12 Mar STUDYING ABROAD – TIPS AND TRICKS FROM A STUDENT ATHLETE
We chat to Micheal Zhang, who’s dream is to train and study in the US! We get some great advice on how he balances sport and study as well as some time management tips that keep him on top of his game.
As a student athlete, I think the hardest thing you have to do is maintain a balance between your tennis and studies. I am currently studying and training as part of a program that ensures I have time to do both, going to school from 8-2 and then training from 2-5 on most days, which makes it much easier to fit everything in. However, it is still extremely hectic for me, especially during exam periods or tournament blocks. The thing that I think has been most beneficial for me personally, has just been to never lose sight of the importance of ensuring a harmonious balance – rather than getting carried away with one. This means using your time effectively and constantly working towards achieving your goals in both areas. When you have exams, make sure that you are still doing what you can to improve tennis – use the small time (mornings before school, lunch, before dinner) to train or even just do a few minutes of fitness. When you have tournament blocks, make sure you are still studying after your matches or when you have free time. Just making sure you are always motivated to achieve your goals in both areas is the most effective, and hardest, thing to do to be a student athlete.

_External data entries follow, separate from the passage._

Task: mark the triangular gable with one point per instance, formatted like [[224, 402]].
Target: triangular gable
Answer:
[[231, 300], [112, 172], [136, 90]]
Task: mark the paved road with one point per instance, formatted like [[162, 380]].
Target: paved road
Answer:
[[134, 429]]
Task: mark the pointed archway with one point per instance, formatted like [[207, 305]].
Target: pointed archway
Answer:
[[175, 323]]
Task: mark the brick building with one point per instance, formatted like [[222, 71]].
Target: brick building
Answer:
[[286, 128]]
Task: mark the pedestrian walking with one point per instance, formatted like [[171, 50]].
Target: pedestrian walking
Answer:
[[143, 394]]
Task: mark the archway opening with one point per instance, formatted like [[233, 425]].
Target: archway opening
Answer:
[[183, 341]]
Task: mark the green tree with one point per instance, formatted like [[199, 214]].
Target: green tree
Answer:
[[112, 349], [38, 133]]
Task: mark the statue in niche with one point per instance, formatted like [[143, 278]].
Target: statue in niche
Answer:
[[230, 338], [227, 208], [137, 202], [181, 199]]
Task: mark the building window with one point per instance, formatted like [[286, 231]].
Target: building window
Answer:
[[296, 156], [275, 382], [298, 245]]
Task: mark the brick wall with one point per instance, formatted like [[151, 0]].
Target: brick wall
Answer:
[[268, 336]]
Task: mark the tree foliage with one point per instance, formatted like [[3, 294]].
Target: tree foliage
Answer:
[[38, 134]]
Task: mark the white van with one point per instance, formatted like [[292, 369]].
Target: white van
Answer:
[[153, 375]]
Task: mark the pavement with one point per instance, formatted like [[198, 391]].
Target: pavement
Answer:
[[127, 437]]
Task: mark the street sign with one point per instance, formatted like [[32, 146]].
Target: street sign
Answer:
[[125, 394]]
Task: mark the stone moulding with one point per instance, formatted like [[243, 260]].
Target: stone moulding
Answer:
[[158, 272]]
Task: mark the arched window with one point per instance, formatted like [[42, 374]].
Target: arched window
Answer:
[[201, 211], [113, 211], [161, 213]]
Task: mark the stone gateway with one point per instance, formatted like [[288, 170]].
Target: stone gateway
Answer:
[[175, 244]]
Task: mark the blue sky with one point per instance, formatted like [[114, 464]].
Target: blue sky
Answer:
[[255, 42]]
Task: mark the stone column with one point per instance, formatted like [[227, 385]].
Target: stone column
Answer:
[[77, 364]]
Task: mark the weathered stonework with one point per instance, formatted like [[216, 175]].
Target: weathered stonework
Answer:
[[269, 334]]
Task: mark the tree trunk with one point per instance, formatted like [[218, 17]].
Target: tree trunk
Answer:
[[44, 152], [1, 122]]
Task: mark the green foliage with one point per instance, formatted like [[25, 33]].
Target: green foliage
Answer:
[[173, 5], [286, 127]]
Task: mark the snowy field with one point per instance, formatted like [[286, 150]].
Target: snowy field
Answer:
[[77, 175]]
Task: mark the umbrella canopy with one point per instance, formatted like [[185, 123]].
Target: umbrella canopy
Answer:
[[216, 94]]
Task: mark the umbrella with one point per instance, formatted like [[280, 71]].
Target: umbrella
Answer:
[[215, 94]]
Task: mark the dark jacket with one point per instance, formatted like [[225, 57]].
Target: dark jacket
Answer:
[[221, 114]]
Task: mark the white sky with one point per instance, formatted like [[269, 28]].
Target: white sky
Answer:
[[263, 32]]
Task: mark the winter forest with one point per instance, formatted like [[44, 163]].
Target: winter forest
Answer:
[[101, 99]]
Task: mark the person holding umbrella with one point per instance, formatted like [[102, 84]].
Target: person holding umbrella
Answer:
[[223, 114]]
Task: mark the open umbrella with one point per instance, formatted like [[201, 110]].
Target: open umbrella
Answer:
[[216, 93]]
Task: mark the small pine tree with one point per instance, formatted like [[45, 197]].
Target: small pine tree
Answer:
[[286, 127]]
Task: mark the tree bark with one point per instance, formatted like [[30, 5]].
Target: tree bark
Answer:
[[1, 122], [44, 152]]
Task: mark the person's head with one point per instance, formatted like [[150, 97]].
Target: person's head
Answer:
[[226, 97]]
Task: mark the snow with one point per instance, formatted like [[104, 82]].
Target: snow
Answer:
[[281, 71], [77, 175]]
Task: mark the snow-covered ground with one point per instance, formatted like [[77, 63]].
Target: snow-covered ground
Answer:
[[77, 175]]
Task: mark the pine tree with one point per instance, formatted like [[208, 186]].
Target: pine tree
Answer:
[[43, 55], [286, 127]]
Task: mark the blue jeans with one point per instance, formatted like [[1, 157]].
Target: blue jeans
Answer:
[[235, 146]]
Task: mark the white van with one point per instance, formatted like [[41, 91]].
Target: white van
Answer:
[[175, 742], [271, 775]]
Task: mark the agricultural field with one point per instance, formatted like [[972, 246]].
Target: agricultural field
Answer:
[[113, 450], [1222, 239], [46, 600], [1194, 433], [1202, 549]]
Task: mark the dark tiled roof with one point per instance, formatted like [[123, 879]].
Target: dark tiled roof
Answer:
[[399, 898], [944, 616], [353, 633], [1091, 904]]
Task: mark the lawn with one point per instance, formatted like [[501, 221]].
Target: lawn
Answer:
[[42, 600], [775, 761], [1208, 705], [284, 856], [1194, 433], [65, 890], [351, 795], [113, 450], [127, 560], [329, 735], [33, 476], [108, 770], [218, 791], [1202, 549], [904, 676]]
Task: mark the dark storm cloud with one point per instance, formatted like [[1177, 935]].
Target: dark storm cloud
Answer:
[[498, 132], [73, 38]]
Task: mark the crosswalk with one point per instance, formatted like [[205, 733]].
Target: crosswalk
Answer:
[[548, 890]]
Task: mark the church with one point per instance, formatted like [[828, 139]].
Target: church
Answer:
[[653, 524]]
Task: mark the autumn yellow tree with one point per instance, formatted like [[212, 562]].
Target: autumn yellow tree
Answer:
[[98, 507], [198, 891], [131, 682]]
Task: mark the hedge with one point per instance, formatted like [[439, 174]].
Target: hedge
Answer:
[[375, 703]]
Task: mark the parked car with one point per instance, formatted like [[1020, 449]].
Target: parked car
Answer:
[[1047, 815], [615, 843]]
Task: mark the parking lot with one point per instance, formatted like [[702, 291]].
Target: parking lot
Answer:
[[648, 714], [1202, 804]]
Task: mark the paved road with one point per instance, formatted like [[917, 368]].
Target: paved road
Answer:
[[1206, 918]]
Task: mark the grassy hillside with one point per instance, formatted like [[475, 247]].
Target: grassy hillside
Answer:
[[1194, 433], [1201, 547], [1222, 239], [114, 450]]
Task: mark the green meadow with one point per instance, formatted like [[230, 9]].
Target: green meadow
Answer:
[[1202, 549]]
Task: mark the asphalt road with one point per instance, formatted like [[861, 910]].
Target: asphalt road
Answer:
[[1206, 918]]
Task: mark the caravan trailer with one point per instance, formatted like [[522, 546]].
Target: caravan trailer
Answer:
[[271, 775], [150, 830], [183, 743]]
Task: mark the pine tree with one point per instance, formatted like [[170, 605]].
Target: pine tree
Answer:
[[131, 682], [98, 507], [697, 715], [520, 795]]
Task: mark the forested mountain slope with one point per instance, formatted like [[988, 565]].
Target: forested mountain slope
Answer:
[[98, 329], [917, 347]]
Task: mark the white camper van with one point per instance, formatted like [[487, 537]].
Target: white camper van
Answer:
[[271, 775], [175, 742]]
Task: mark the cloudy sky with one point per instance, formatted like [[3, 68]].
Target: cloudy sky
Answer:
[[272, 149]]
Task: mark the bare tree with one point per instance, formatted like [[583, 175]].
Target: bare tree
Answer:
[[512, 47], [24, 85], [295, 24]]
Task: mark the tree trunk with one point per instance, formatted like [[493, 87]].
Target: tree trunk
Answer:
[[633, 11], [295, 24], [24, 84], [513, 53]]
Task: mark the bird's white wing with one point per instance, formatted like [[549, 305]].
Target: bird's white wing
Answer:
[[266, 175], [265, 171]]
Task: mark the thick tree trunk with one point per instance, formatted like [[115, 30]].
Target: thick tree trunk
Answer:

The two time management tips that I have found most effective, especially in the past few years, are making lists and using the small time. I always have a list of tasks that I aim to achieve both for the short term and long term. This gives me clarity into what I need to do and when I need to do it by, which makes life a lot less stressful. Using the small time is also something that I have been doing a lot more of lately. I try to use every opportunity I can to be doing something productive. For example, reading on the commute to school and from training and doing small pieces of homework at recess.

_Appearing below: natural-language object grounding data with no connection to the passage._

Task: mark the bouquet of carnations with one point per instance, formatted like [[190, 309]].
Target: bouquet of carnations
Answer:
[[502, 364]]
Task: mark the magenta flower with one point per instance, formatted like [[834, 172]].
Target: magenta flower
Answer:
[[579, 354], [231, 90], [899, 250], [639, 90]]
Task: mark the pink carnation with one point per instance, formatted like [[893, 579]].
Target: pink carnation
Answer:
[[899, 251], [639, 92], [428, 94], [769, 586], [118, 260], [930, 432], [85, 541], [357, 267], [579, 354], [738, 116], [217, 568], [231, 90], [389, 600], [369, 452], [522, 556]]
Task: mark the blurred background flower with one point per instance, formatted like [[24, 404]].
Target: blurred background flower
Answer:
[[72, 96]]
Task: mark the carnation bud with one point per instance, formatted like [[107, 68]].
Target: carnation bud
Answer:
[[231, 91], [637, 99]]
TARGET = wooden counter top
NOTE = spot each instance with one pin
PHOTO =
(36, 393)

Most days, I will wake up from 5:30-6 and get ready for school. I leave the house half an hour later, and usually either have morning training from 6:30-8 or morning class at school from 7:30 -8:30. I go to school from 8:30-2, and then leave for training. We get picked up from school and go to training at Sydney Olympic and hit for about 2 hours. After training, we have up to an hour of fitness – either running or gym. I end
training around 5, and take the train home. I usually read or do work on the train, but if I am very tired I will just unwind and relax. I get home at 6:30 and have a shower and eat dinner. I start studying around 7 and do homework/study for 2-3 hours. I try to have breaks every hour or so, interspersing the studying with stretching and recovery, but if I am really busy I may not have the time. I will go to sleep at around 10 on most days.
Thoughts on College
I am really pumped for college for many reasons, but predominately for the chance to truly experience America by studying and training overseas, meeting new people and gaining a once in a lifetime experience. I also think competing as a college team against other school will be completely unreal: I have had a taste of the passion and energy of a team environment at the All Schools Nationals, but I hear college is a completely different level.